Иванов едва не спросил: "Что ты имеешь в виду?" Проклятая мягкотелость, которой он награждал и всех других, словно навешивал на цивильные лацканы медали: "Тебе! и тебе!" - за дружбу, за будущие заслуги, за честность в глазах, только не предавайте, только считайте самым умным и, ради бога, не проливайте мужских слез по пустякам, потому что от пустяков всегда тошнит и выть хочется. Если бы он сам знал, что от него хотела первая жена? Легче жить, когда ничего не помнишь. Есть женщины, которые слишком хаотичны внутри себя, чтобы стать цельными даже за десяток лет, некоторых это вообще не интересует.
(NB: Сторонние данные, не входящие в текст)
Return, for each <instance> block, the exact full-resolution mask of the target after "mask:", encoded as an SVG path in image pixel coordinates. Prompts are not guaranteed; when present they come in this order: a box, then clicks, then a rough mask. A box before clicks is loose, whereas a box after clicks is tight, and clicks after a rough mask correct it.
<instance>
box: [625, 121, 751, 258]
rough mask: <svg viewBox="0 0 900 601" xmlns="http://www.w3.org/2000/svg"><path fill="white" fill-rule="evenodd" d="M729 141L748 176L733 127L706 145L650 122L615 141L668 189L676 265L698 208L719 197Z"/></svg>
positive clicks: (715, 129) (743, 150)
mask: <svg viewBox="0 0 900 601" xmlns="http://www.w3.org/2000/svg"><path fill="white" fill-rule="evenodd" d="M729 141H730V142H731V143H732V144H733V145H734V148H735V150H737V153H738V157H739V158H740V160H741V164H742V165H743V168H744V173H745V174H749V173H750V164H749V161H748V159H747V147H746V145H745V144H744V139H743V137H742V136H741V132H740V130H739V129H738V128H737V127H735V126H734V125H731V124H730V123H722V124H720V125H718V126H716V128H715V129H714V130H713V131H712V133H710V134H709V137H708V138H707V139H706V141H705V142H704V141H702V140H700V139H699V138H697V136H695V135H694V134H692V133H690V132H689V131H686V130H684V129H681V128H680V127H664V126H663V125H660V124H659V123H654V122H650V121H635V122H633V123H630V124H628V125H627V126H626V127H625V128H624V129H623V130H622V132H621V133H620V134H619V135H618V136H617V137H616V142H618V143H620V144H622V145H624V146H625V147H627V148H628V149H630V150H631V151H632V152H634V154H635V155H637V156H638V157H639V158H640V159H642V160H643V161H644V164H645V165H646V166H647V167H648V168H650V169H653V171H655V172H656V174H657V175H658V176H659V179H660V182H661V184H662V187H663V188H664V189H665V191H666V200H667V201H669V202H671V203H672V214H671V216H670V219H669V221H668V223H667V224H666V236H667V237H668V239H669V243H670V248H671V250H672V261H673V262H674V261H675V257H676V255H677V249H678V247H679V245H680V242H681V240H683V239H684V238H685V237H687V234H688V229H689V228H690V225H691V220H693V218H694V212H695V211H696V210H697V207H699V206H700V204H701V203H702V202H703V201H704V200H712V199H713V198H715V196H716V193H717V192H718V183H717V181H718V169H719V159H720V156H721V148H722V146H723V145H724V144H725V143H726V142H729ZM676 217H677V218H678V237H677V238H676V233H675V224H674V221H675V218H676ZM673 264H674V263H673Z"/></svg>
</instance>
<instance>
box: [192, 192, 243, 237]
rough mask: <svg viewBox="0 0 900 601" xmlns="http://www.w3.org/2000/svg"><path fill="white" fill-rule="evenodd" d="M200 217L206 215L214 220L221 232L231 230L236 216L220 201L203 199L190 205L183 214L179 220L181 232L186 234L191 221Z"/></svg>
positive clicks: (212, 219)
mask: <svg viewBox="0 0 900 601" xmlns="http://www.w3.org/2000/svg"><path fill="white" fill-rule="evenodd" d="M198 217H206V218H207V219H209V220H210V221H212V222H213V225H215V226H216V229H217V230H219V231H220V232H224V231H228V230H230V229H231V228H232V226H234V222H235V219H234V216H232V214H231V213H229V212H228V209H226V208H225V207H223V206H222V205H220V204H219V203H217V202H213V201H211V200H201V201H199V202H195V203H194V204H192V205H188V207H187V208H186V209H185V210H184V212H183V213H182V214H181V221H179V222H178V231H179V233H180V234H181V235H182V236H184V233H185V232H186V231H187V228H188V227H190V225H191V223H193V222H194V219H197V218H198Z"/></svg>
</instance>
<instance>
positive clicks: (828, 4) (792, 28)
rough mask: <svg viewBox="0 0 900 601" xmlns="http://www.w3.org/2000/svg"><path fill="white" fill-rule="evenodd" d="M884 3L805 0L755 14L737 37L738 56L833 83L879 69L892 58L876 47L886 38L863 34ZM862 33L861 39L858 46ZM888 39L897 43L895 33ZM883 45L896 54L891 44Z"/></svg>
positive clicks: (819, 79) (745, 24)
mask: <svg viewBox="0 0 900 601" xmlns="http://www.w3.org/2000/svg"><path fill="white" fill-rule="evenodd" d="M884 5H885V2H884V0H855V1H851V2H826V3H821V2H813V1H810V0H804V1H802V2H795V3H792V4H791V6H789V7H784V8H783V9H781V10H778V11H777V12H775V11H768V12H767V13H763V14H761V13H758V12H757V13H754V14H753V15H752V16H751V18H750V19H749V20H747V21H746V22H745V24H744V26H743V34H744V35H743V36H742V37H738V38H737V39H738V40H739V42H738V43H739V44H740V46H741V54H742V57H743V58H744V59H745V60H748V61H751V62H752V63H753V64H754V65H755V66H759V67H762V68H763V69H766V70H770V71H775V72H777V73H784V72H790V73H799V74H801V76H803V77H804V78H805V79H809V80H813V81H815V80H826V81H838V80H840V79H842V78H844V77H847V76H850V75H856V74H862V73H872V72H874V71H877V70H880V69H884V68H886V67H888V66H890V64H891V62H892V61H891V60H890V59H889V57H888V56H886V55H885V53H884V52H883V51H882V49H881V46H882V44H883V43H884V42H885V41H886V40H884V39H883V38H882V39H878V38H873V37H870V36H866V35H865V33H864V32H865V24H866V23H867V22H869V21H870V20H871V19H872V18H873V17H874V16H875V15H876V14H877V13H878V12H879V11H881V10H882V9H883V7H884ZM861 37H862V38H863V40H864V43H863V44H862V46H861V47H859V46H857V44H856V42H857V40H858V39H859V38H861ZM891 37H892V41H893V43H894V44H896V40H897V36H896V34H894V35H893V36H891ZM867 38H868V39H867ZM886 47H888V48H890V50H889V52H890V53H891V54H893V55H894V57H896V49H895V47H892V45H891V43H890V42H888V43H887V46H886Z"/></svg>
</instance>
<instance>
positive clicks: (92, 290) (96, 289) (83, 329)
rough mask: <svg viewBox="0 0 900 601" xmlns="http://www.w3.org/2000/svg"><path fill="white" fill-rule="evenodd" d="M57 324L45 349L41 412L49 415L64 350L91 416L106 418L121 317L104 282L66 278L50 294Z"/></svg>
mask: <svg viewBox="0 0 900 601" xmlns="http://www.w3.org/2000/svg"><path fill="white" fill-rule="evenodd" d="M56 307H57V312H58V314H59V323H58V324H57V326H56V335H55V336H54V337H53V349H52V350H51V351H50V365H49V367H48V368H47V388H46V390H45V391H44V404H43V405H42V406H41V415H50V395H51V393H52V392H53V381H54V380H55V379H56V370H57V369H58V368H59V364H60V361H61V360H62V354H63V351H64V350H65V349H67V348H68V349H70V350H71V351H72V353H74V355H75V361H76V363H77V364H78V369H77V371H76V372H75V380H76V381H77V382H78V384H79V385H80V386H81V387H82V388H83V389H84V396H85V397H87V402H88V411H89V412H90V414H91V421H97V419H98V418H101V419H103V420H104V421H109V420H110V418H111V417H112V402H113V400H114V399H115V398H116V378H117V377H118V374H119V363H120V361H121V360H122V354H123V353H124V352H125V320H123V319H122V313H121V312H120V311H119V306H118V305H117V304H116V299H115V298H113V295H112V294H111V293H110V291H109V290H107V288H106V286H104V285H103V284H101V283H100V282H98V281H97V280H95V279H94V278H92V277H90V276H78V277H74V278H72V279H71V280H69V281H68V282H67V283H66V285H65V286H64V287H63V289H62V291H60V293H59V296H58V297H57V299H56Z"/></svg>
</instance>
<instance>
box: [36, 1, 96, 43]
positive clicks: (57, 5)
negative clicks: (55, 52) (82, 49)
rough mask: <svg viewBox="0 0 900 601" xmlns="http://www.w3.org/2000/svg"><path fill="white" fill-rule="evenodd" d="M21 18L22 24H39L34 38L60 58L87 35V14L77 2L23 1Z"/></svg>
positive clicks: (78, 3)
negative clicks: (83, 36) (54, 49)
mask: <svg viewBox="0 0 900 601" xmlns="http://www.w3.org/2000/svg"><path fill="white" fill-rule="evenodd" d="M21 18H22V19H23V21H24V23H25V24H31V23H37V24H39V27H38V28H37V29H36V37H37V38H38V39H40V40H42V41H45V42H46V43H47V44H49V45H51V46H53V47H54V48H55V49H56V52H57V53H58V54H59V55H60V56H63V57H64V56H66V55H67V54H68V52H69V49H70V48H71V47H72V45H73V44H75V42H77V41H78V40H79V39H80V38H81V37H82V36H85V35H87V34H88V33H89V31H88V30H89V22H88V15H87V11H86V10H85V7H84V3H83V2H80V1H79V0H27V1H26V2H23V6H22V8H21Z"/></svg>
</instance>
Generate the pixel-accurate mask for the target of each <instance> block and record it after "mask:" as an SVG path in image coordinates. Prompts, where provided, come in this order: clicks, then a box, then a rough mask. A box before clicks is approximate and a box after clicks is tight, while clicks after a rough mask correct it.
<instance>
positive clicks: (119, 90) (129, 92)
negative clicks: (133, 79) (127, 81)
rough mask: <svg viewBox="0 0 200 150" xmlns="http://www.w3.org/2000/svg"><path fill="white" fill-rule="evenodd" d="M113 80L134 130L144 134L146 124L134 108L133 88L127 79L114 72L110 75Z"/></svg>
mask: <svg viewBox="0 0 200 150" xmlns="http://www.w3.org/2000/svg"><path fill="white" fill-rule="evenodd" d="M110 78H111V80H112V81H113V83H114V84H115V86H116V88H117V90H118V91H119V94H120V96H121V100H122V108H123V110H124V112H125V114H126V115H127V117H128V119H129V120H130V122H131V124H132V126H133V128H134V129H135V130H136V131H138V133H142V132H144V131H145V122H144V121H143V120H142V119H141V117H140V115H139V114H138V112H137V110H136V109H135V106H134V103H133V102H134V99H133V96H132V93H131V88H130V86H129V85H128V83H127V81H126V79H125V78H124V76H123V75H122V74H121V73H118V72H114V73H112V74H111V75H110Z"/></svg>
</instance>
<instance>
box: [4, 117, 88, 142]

- Мне рассказали... - наконец-то сообщил сын.
- Да?.. - удивился Иванов.
Что еще можно было ответить, словно оберегаешь себя от чужого прикосновения, от скальпеля, от рока. В двадцать лет ты еще мальчишка, и любая женщина кажется вершиной совершенства. Только ты давно ошибаешься и в нем, и в себе, и почему-то каждый раз удивляешься этому. Ты ведь думаешь, ты прав, а ты давно уже не прав, и он тебя не понимает.
- Не предполагал, что все так...
Ну вот, и тебе тоже досталось сочувствие, приправленное снисхождением - какая разница от кого, хотя бы от сына. Чем мы все отличаемся друг от друга? Кровь всех делает похожими.
- ...сложно...
Родственники! Двадцать пять лет думал, что хранит тайну.
- Спокойной ночи, - сказал Иванов и положил трубку.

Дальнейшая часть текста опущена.